Über die Folgen, welche von den beschriebenen Belastungen ausgehen, gibt es nur Schätzungen. Für eine vollständige Betrachtung sollten hier mindestens drei Ebenen berücksichtigt werden. Zunächst stellen Belastungen am Arbeitsplatz, unabhängig davon ob sie nun psychischer oder physischer Natur sind, eine Einschränkung der Lebensqualität der Betroffenen und deren Familien dar. Im schlimmsten Falle einer Berufsunfähigkeit steht unter Umständen die wirtschaftliche Existenz auf dem Spiel. Aber auch für Betrieb und Volkswirtschaft können die Auswirkungen beträchtlich sein: Der Ausfall wichtiger Erfahrungs- und Leistungsträger schränkt die Produktivität des Unternehmens ein und wirkt sich auf das wirtschaftliche Ergebnis aus, da Aufträge nicht fristgerecht oder gar nicht abgearbeitet werden können.

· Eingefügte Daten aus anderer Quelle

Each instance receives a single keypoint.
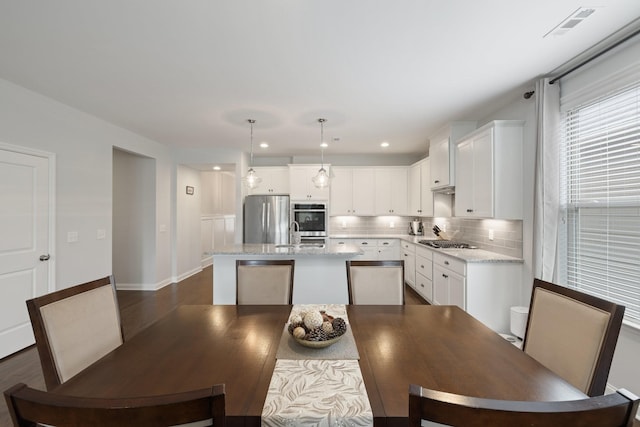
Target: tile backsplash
(506, 234)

Werden alle Faktoren in die Schätzung der gesamtwirtschaftlichen Kosten einbezogen, so dürfte der gesamtgesellschaftliche Schaden noch erheblich größer sein als die direkten Kosten für die Unternehmen. Experten veranschlagen den Schaden in Deutschland auf etwa 10 Milliarden unmittelbare und gut 19 Milliarden Euro mittelbare Kosten

Wie können die Verantwortlichen vorbeugen

Das Zauberwort heißt Prävention durch salutogene, also gesundheitsförderliche Arbeitsbedingungen. Den betrieblichen Akteuren steht hierfür eine breites Arsenal an Instrumenten zur Verfügung: Neben einer Gefährdungsanalyse trägt vor allem ein offenes Betriebsklima zur Belastungsvermeidung bei, in dem sich die Beschäftigten ermutigt fühlen, über Belastungen zu sprechen. Werden Belastungen am Arbeitsplatz offen kommuniziert, ist schon viel gewonnen. Über Maßnahmen wie Job Rotation, betriebliche Gesundheitsangebote oder gezielte technisch ergonomische Unterstützung können Unternehmen Belastungen entgegenwirken.

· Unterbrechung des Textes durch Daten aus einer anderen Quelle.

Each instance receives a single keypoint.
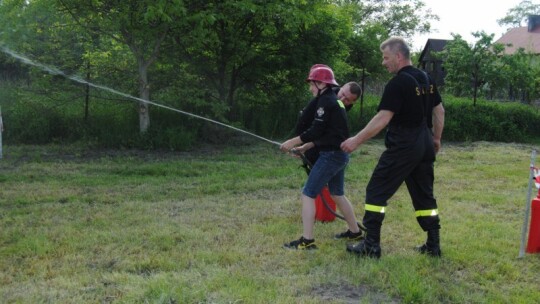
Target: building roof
(521, 37)
(432, 45)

Darüber, dass betriebliche Gesundheitspolitik einen zentralen Baustein darstellt, um die Auswirkungen von Belastungen zu reduzieren, herrscht unter den Experten Einigkeit. Verschiedenen Studien belegen, dass sich Prävention auf allen Ebenen auszahlt. Auch hierüber gibt es Berechnungen: Demnach werden die Auswirkungen eines in Prävention investierten Euros auf das Zwei- bis Zehnfache geschätzt. Aus dieser Sicht ist Prävention vor allem ein Wirtschaftsfaktor, der im ureigenen Interesse der Unternehmen liegen sollte.